The Chancellor, Rachel Reeves, delivered Labour’s long-awaited Autumn Budget this afternoon. In recent months, speculation has been rife about significant changes to Stamp Duty Land Tax (SDLT) and even the possible abolition of Principal Private Residence Relief for Capital Gains Tax (CGT) when selling a main home. Unsurprisingly, this uncertainty has led to serious hesitation in the market, with many buyers and sellers delaying decisions until after the Budget. Conversely, some parties accelerated transactions to exchange and complete ahead of today’s announcement to avoid any potential changes.
In the end, it has proven to be speculation. Only two measures announced today are likely to have a direct impact on the property market:
1. ‘Mansion Tax’ (High-Value Council Tax Surcharge)
A new, additional charge is proposed for properties valued at £2 million or more. This tiered tax will sit alongside existing council tax, with homes valued above £5 million facing an annual charge of £7,500. The measure is not expected to come into effect until April 2028.
In the context of purchasing and maintaining a property at this level, the financial impact is relatively modest.
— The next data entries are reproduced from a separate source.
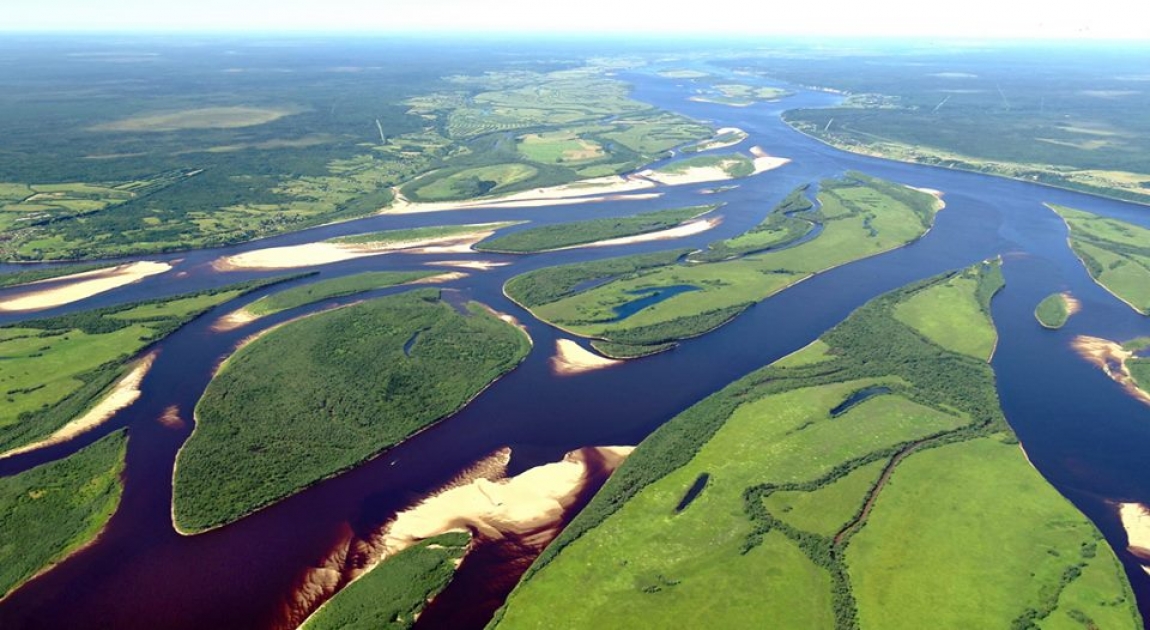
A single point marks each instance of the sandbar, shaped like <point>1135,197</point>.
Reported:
<point>572,359</point>
<point>764,161</point>
<point>690,228</point>
<point>713,144</point>
<point>311,254</point>
<point>1136,522</point>
<point>122,394</point>
<point>528,504</point>
<point>1111,356</point>
<point>475,264</point>
<point>605,189</point>
<point>64,290</point>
However, it raises some important questions:
- How will all properties above £2 million be valued?
- If the government relies on recent sales data, we may start to see an interesting trend with properties marketed and sold for £1,999,000 rather than £2,000,000.
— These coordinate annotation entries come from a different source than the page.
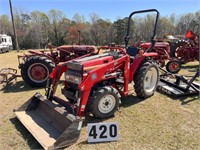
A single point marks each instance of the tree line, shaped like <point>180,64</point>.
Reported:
<point>33,29</point>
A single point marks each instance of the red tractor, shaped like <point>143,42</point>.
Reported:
<point>162,49</point>
<point>36,66</point>
<point>93,84</point>
<point>186,52</point>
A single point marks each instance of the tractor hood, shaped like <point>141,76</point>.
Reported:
<point>71,48</point>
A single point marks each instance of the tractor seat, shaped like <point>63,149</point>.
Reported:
<point>132,51</point>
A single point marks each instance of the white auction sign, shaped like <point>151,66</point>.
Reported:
<point>103,132</point>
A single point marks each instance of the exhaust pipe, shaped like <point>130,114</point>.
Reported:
<point>52,126</point>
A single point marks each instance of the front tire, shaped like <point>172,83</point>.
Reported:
<point>146,80</point>
<point>36,70</point>
<point>173,66</point>
<point>104,102</point>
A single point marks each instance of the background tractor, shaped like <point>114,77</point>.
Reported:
<point>93,84</point>
<point>187,51</point>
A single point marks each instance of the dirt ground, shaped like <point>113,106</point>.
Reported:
<point>158,122</point>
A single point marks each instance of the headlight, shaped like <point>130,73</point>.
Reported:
<point>73,79</point>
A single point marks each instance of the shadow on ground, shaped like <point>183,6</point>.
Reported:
<point>19,86</point>
<point>185,100</point>
<point>193,68</point>
<point>26,135</point>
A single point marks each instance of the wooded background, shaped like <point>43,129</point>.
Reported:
<point>34,28</point>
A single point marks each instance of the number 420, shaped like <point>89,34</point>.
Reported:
<point>102,132</point>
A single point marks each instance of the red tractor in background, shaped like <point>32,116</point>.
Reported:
<point>93,84</point>
<point>187,51</point>
<point>37,65</point>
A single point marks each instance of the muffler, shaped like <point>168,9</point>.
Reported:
<point>51,125</point>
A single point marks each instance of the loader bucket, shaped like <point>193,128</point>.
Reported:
<point>52,126</point>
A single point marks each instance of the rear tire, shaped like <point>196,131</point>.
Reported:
<point>104,102</point>
<point>146,80</point>
<point>173,66</point>
<point>35,70</point>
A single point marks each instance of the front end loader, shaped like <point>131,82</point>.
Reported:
<point>94,85</point>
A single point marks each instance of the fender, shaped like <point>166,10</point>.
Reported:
<point>150,54</point>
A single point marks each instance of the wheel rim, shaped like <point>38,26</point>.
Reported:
<point>107,103</point>
<point>174,66</point>
<point>150,79</point>
<point>38,72</point>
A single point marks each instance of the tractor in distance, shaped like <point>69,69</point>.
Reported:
<point>93,84</point>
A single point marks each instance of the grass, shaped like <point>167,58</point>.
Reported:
<point>158,122</point>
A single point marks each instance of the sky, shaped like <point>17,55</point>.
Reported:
<point>105,9</point>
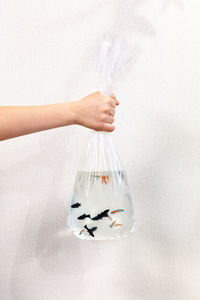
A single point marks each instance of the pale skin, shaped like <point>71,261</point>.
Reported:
<point>95,111</point>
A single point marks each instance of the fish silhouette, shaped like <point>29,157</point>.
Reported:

- Looking further ahead, might we start to see bands of buyer interest forming around key thresholds – for example, up to £2 million, £2.5 million, £3.5 million and above £5 million – where the higher annual charges begin to kick in?
We are certainly going to be asked by sellers whether the mansion tax banding is going to affect the value and marketability of their houses.
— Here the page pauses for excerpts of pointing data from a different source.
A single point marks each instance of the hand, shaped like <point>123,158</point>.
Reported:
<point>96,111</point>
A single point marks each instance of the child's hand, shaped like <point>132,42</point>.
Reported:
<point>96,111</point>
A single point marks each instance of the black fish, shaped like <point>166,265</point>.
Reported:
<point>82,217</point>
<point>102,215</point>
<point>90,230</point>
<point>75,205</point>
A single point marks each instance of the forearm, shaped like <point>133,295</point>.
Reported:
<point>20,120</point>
2. Increase to Income Tax on Property and Savings Income
The Chancellor has also announced a 2-percentage-point increase in both the basic and higher rates of tax on property and savings income from April 2027. While not dramatic, this change adds further pressure on landlords and property investors, who are already bracing for reforms proposed under the Renters’ Rights Act 2025. Landlords will face an extra 2% income tax on rental income, alongside the wider effects of the Renters’ Rights Act – not a very palatable combination for them. As a result, we may see more former rental properties coming onto the sales market.
Market Outlook
General reactions, in addition to the welcome end of speculation, appear to be more positive than negative for the housing market, largely because the outcome was not as severe as many had feared. There is disappointment that the Chancellor did nothing about stamp duty, but clear relief that there were no changes to CGT for Principal Private Residences.
Although today’s Budget may not be embraced by higher-rate taxpayers or owners of high-value homes, the measures announced are less severe than expected. This should help restore confidence and stability in the housing market. We expect activity to pick up through early December, leading to a more decisive and active marketplace as we move into the new year and on into Spring 2026.